That goes back to what I was saying about using the post; you do not write an envelope and stick a stamp on it to send something unless you really mean to do it. Overall, if we are going to be successful in managing biometric data in e-mails and in stopping abuse, we need to have much more emphasis on human usage and teaching people how to do it.

Professor Black: It is about human education. We run a course with our students, and it is amazing when you go online exactly what you can find out about them; they are shocked that you can retrieve all that information about them. It is because they have almost a laissez-faire willingness to share everything and anything. There is a public education element as well. It is not just a nefarious use of information: it is a glib and laissez-faire approach.


Q27   David Tredinnick: Correct me if I am wrong, but I think the hackers who got into the celebrity websites looked at all the likely passwords that people would use—dates of birth, name of dog, name of street, all the simple things—which was clearly their downfall.

We went to the forensic labs when I had just joined the Committee. I remember poignantly our forensic experts saying how essential it is that people use obscure passwords. It is fundamental, but people are not doing it. A lot of this is just human nature, us being lazy. When we went into Libya, there were some special forces who were captured, and they had their passcodes for computers on them. That was absolutely against their training, and it caused all sorts of problems. I am not saying that they were ours, but it was a country’s special forces.

Professor Black: It is about the fact that, on a day-to-day basis, we want to gain access and do not want to be inconvenienced. I can barely remember one password, let alone three, four or five. We become lazy and careless. It is a trade-off that the public often make to ensure that they gain access to do what they want to do. We know that we should not do it, but we all do.

Professor Amoore: It is for the convenience of the public, and it is also convenient in terms of governing various spaces. If you think about the smart cities agenda or the smart borders agenda, that is about trying to generate efficiencies by looking at various data sources and managing the flow of traffic or the flow of people using that data. The question of facilitation and convenience is part of this.

It is linked to how we live, and that is why these questions are so pressing. We live in a world where we want greater facilitation, and we want to be able to move. You mentioned terminal 2 and said what a great experience it was to move through that space, but in the background to your moving through terminal 2 were a series of automated algorithmic decisions about what sort of risk you posed as you moved through that space. Both of those things are involved.

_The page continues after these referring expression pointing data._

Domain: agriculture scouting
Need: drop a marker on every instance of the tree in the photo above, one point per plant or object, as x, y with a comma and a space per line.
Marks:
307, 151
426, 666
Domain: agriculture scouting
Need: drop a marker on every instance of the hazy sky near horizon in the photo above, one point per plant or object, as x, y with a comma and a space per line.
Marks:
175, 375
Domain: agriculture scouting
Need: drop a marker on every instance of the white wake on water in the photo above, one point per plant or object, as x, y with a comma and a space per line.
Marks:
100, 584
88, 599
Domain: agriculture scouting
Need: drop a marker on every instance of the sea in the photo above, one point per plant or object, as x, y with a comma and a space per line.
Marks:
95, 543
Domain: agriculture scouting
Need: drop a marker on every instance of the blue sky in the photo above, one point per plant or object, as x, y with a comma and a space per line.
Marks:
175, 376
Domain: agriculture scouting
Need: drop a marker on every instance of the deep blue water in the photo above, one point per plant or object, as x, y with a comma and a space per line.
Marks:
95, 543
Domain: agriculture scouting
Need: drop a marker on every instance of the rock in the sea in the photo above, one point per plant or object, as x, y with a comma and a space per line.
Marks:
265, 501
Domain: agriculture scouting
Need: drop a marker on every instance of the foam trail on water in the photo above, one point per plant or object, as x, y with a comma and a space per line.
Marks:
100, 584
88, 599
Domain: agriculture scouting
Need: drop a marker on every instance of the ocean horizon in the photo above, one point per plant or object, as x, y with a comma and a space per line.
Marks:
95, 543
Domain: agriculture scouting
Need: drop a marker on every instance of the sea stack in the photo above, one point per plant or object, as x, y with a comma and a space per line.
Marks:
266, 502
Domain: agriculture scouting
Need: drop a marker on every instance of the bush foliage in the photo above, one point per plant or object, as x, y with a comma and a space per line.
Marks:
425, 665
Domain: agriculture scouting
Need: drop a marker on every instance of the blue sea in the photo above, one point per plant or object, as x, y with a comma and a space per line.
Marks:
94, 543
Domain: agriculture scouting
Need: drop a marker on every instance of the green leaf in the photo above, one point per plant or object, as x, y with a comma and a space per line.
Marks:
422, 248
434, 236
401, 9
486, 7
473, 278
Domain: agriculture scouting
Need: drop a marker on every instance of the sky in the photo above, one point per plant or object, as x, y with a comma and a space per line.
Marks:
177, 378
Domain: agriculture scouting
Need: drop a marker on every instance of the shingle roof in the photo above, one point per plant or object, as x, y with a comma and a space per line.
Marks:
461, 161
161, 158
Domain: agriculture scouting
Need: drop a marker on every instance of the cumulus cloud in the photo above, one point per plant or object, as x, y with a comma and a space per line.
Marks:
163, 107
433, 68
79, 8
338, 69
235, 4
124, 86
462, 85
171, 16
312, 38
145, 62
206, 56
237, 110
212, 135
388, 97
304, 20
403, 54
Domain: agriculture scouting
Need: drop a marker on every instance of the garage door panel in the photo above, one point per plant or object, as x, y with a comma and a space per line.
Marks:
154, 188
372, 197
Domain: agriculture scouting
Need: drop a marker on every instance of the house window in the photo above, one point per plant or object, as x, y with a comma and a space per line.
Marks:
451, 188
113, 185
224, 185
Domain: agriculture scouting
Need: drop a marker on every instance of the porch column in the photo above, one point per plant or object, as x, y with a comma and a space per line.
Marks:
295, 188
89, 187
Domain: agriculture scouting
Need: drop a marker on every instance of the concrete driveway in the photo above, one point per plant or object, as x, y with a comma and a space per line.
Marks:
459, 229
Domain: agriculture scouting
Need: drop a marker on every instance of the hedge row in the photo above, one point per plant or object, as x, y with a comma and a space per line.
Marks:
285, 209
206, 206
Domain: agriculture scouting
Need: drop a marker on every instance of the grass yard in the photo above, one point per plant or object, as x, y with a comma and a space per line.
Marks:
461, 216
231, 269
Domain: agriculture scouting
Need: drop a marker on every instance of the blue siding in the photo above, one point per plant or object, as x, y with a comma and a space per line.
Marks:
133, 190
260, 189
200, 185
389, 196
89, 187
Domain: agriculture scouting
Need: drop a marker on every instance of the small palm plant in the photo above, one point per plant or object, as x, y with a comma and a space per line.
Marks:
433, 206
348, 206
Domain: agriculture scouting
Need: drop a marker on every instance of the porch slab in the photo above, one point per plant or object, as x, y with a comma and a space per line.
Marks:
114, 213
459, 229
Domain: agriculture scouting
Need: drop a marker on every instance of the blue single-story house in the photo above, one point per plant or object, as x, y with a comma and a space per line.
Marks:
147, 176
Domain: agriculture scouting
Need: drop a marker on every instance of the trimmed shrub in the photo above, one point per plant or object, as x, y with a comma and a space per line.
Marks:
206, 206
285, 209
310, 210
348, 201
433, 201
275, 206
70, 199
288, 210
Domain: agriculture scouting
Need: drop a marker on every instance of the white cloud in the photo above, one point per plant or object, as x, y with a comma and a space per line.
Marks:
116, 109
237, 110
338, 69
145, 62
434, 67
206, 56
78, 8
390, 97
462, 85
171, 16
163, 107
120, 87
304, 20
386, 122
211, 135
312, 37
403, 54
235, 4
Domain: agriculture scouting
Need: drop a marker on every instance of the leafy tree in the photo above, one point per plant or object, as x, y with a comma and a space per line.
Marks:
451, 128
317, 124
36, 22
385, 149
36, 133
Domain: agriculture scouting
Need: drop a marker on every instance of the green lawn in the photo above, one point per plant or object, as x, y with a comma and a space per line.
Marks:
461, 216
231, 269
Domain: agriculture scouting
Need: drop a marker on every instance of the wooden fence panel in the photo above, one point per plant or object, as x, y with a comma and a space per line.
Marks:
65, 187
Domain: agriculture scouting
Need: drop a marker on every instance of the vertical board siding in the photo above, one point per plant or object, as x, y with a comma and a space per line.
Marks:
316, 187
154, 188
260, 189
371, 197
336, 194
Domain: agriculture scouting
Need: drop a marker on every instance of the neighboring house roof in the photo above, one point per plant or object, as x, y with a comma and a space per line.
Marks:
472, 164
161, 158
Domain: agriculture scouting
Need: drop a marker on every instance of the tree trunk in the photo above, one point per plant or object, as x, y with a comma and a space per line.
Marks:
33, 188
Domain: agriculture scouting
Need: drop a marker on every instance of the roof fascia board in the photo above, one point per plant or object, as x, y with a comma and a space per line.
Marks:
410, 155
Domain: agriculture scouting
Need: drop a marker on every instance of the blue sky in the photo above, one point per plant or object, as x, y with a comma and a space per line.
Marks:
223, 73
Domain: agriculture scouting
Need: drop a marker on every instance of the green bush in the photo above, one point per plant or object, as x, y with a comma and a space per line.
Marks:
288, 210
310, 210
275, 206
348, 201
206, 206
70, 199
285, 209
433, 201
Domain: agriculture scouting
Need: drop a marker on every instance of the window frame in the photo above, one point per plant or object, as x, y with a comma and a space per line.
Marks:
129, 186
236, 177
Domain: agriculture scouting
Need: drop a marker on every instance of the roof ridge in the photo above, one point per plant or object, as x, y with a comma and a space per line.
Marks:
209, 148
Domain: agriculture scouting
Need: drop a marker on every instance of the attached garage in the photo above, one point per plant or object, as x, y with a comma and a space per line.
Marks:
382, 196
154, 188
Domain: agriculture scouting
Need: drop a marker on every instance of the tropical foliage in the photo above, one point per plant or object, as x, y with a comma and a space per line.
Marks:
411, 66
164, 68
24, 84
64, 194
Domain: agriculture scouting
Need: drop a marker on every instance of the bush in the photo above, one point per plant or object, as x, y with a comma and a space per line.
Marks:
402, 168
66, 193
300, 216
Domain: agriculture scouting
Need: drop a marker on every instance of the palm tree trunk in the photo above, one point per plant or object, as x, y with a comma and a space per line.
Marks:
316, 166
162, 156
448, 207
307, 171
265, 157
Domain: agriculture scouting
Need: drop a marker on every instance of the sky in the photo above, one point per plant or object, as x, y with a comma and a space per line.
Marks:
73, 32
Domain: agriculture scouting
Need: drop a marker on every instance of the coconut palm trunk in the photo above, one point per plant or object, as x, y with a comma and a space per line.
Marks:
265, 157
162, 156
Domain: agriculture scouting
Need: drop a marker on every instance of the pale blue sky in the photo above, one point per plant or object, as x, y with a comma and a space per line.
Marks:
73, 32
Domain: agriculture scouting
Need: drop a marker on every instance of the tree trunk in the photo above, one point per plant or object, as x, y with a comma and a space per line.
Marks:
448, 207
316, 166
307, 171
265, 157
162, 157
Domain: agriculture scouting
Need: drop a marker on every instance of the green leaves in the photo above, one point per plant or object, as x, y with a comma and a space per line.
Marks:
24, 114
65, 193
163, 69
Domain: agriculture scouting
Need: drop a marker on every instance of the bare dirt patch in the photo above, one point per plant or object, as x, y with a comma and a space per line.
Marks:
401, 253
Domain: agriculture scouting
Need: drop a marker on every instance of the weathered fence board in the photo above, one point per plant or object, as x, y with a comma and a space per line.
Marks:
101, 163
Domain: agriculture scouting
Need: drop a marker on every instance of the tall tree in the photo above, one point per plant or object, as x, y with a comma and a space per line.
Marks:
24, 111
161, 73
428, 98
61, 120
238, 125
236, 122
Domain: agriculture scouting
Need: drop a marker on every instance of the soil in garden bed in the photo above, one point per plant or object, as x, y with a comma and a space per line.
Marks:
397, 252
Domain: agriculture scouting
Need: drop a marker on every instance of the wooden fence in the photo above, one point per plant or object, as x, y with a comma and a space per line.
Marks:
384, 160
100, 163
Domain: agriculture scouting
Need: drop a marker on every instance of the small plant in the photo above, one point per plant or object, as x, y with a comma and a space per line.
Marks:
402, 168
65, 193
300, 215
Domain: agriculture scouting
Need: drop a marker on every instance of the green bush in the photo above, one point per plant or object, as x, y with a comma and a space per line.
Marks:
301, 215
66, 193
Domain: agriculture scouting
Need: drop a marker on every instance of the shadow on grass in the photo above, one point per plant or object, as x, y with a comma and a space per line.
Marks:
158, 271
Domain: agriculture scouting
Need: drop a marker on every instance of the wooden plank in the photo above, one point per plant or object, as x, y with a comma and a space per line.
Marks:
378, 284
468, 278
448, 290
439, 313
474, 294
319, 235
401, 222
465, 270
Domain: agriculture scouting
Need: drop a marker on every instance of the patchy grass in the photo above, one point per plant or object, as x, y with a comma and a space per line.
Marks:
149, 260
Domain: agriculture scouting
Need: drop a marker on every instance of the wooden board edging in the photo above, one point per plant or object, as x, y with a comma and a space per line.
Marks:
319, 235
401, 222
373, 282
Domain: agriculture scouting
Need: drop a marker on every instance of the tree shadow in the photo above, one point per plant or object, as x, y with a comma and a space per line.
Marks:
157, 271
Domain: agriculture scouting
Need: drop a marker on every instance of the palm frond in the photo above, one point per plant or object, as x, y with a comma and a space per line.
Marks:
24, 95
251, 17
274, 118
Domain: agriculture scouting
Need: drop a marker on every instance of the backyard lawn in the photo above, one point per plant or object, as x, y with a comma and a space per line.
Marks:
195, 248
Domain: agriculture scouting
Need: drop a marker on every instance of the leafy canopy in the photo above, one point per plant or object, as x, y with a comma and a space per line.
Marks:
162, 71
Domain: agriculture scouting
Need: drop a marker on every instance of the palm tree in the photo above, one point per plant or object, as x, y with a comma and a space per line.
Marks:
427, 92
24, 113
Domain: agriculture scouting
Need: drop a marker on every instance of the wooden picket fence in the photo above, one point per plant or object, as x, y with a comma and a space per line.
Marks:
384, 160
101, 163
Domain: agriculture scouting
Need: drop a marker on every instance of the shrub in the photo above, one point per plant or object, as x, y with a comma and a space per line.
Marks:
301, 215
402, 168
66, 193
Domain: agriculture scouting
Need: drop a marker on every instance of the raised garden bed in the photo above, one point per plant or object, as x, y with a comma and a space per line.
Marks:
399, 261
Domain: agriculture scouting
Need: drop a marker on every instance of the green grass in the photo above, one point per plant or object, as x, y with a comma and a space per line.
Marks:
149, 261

Professor Lodge: One has to look at what you were saying about cyber intrusion. That is a big area of public ignorance. It exists on public misconceptions as to the balance between legitimate surveillance of some description and the kind of laissez-faire intrusion and laissez-faire approaches to privileged access, controls to one’s own account and all kinds of other social media data that one may access.


Chair: Thank you very much for a very interesting start to our inquiry. We shall move on to our second panel. If the three of you are staying, I hope that there will be some seats available for you.


Examination of Witnesses

Witnesses: Sir John Adye, Chairman, Identity Assurance Systems, Ben Fairhead, Biometric Systems Engineer, 3M, and Erik Bowman, Systems Engineer, Northrop Grumman, gave evidence.

Q28   Chair: Welcome, gentlemen. It would be helpful if, for the record, you would introduce yourselves.

Sir John Adye: I am John Adye. I am chairman of Identity Assurance Systems, which is a very small start-up company. It is UK based but also with an offshoot in the United States.

Ben Fairhead: I am Ben Fairhead. I am a biometric systems engineer. I work for 3M in London.

Erik Bowman: I am Erik Bowman. I am from Northrop Grumman Corporation. I am from the United States. My current position is the chief engineer on the US Department of Defense Automated Biometric Identification System. My daily operations are to oversee the technical and engineering aspects of that biometric system, but I work, quite frequently, with our IDENT1 system, which is here in the UK from an engineering point of view. 


Q29   Chair: Mr Fairhead, in your evidence you stated that, with the exception of face and fingerprint recognition, biometrics are unlikely to be in widespread use for many years to come. Can you explain why? 

Ben Fairhead: What we were trying to say there is that you have the established biometric modalities of face and fingerprint, which have been used for many years. There are large existing databases of fingerprint and face, so there is an immediate benefit to using those in a biometric way. Other biometrics that are trying to compete with fingerprint and face have an uphill struggle to make their business case stand up. It is quite expensive to introduce a new biometric because you may need to introduce new infrastructure to capture that biometric information. If it is entirely new, there may be no legacy data that you can take advantage of to bring some benefit from that biometric, and biometrics are quite expensive to test. To really prove the accuracy of a new biometric modality, you need to test it with a large number of different people. It is like a drugs trial or something like that.


Q30   Chair: Do the other witnesses agree with that?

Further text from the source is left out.